For instance, on 3 July 2023, the rollout of 5G technology in India saw rapid growth with the deployment of 2.7 lakh (270,000) 5G sites within nine months. The Indian government has been supportive of the rapid deployment of 5G technology. Policies and regulatory measures that facilitate the rollout of 5G networks, including the allocation of spectrum and reduction of bureaucratic hurdles, have played a crucial role. Under Atmanirbhar Bharat initiatives top telecom operators developed 4G and 5G designed.

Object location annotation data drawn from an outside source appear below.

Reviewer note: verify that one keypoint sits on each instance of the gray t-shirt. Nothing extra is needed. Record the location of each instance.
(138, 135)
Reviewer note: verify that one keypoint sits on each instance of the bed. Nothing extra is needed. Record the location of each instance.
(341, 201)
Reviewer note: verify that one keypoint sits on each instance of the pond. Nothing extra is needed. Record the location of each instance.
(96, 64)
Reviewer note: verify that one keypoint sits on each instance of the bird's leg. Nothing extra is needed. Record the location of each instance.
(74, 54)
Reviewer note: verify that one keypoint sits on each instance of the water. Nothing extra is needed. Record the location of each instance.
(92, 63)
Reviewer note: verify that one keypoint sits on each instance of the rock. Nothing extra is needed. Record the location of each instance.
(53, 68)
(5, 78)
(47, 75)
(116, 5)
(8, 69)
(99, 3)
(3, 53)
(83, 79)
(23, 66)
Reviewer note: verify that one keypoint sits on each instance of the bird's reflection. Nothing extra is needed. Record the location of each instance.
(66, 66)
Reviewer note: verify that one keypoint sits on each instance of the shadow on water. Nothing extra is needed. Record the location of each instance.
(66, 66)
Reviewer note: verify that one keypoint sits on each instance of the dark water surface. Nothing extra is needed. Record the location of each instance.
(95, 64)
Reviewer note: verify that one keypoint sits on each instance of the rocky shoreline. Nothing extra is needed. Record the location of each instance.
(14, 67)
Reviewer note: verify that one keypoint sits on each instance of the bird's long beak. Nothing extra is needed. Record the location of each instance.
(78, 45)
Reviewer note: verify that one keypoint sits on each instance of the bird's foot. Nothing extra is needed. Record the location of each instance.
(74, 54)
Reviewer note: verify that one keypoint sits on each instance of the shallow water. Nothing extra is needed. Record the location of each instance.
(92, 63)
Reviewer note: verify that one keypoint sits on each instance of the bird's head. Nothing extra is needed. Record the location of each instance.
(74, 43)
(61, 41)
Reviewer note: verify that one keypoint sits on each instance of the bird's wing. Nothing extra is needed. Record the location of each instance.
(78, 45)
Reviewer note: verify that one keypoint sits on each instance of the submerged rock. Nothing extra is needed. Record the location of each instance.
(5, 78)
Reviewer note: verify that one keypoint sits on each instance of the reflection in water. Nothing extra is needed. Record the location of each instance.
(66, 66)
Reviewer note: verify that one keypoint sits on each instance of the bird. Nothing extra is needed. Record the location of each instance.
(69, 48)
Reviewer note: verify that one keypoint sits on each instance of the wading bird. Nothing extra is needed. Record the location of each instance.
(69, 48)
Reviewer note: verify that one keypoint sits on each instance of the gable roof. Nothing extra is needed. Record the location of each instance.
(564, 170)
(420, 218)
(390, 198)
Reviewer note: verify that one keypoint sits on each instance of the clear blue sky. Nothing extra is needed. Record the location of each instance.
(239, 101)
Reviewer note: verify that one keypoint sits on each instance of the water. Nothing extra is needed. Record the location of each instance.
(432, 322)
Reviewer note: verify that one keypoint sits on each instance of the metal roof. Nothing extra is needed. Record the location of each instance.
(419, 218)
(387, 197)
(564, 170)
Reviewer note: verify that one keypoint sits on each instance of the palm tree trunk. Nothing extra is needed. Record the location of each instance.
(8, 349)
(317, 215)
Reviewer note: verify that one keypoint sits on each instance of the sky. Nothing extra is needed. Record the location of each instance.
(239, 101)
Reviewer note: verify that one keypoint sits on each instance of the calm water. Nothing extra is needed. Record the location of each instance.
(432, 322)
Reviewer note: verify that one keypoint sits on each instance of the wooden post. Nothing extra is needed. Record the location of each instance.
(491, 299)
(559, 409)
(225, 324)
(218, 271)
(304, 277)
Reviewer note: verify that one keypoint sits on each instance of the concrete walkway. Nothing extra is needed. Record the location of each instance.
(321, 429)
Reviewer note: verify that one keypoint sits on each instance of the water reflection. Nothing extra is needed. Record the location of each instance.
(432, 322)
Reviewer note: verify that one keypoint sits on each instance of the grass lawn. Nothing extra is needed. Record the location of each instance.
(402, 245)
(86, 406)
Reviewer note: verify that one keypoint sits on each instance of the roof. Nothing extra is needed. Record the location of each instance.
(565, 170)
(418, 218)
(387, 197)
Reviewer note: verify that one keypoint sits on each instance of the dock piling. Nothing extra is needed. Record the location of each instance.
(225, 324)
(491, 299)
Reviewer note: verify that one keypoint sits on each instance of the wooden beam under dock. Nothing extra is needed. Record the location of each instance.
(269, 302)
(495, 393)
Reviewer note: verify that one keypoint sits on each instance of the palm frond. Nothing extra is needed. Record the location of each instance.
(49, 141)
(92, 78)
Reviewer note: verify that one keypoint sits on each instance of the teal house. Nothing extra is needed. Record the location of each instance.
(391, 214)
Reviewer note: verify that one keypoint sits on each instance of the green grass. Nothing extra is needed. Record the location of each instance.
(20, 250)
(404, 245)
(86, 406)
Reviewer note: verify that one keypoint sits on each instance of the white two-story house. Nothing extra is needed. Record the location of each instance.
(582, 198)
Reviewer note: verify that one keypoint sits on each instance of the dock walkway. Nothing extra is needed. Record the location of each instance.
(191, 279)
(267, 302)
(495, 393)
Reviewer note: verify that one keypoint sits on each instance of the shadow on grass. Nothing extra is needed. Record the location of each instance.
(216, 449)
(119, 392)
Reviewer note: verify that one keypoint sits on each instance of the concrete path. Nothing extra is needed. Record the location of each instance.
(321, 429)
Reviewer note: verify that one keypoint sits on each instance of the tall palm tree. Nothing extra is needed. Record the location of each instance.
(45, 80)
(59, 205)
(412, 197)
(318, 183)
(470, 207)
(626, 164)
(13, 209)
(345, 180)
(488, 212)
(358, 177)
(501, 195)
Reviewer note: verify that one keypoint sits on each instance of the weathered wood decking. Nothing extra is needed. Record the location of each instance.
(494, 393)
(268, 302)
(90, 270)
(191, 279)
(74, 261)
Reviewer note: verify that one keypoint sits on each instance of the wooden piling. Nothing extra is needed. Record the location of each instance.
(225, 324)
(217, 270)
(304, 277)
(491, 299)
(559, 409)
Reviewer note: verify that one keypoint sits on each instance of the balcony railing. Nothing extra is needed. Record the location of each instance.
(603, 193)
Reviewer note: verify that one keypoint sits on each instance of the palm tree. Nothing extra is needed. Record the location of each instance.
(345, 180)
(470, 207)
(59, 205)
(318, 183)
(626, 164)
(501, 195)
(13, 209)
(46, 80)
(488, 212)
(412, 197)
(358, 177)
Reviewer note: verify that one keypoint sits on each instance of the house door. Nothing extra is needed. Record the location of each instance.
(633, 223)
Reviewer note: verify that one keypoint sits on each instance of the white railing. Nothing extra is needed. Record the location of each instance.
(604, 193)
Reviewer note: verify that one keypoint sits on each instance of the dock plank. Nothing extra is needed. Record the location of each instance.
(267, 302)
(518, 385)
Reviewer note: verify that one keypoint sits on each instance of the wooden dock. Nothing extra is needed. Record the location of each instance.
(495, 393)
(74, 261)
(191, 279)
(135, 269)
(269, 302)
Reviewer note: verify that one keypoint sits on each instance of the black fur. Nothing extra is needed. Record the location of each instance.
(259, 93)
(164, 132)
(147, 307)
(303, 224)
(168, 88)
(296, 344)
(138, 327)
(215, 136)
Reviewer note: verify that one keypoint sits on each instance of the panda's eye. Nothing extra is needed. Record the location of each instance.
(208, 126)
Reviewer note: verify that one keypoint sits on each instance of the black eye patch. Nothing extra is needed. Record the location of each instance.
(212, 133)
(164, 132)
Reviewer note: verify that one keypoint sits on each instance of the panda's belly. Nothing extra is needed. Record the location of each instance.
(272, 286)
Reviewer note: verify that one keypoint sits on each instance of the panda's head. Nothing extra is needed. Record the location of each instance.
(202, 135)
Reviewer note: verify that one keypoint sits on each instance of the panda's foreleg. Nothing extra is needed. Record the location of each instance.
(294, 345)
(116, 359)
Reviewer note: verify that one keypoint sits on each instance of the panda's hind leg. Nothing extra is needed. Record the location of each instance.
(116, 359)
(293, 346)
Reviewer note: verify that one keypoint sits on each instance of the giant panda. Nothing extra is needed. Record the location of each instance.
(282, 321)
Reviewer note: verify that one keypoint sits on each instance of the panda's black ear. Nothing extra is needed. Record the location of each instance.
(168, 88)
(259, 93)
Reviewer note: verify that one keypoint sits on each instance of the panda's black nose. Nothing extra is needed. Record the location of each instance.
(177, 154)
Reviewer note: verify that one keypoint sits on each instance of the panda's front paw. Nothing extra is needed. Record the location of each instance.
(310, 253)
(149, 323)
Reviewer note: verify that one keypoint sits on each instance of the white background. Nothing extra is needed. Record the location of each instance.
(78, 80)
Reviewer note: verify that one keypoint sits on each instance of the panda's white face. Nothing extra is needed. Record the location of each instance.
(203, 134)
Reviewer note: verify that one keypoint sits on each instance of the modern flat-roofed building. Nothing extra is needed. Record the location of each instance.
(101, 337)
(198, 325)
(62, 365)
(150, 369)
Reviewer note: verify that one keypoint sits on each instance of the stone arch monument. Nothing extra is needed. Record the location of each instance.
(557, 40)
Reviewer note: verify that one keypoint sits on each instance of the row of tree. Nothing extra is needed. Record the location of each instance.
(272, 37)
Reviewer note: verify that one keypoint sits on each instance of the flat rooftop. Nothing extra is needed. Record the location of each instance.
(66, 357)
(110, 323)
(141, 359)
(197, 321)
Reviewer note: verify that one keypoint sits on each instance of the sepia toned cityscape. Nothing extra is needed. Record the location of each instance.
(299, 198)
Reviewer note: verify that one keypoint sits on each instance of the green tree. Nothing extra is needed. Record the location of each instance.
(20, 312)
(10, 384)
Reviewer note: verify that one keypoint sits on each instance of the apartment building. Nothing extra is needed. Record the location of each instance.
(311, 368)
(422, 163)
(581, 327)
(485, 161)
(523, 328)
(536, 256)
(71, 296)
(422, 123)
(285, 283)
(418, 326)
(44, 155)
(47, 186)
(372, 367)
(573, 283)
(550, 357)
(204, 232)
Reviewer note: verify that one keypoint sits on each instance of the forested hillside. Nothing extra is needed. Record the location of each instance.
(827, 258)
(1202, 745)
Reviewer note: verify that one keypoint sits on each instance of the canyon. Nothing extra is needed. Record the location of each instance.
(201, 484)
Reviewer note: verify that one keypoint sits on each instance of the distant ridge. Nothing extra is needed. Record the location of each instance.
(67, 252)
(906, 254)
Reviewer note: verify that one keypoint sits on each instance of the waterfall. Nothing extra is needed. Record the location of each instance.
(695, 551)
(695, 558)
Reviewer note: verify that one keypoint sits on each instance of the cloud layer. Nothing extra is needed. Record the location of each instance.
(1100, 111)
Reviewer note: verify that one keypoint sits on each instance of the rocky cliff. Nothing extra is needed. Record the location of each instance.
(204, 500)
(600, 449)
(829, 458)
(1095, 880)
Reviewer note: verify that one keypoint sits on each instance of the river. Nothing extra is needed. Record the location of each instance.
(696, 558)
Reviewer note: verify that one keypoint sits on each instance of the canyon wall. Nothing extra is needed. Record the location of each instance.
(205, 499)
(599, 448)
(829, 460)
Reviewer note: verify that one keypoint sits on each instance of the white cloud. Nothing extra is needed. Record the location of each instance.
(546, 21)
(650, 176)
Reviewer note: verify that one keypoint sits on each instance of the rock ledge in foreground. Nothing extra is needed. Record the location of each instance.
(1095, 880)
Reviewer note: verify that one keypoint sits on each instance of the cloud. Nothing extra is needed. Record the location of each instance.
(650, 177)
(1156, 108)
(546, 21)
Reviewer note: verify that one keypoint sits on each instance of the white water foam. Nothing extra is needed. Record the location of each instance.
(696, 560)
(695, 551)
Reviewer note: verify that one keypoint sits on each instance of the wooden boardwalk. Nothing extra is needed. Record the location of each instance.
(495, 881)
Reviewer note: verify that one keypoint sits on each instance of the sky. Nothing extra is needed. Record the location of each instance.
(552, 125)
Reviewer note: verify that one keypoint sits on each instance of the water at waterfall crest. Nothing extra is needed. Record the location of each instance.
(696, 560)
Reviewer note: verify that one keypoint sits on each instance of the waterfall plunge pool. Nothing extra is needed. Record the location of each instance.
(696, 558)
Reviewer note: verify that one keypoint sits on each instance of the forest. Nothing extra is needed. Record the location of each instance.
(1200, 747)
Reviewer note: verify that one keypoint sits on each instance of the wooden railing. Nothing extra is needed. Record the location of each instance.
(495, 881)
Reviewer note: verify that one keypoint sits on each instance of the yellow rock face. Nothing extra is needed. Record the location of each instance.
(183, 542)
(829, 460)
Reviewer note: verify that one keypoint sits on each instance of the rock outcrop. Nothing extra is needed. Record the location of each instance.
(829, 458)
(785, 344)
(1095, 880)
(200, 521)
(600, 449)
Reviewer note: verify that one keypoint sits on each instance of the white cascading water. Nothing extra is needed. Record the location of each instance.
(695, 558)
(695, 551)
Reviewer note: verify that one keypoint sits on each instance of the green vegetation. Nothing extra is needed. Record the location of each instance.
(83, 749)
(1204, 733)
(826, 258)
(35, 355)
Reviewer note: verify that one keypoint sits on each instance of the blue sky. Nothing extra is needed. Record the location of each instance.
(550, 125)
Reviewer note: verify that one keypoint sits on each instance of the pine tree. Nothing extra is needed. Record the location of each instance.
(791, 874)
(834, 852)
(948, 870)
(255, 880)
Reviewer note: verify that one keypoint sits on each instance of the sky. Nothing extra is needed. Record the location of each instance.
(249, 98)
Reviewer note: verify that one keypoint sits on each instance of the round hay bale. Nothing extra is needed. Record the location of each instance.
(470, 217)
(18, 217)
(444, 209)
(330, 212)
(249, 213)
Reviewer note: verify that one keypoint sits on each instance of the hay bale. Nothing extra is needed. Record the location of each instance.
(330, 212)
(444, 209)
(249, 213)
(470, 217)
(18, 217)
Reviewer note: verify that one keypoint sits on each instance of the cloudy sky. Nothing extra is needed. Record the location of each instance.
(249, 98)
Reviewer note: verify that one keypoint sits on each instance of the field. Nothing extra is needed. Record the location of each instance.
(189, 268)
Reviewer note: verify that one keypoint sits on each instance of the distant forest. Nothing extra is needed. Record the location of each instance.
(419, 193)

Rising Collaboration Between Companies

Collaboration allows companies to pool their resources and expertise, accelerating technological advancements. Companies can jointly develop and innovate new microwave transmission equipment, leading to faster product development cycles and staying competitive in the market. Collaborative efforts can help companies enter new markets or expand their presence in existing ones. Partnerships with local companies or international alliances can provide access to a broader customer base and distribution networks.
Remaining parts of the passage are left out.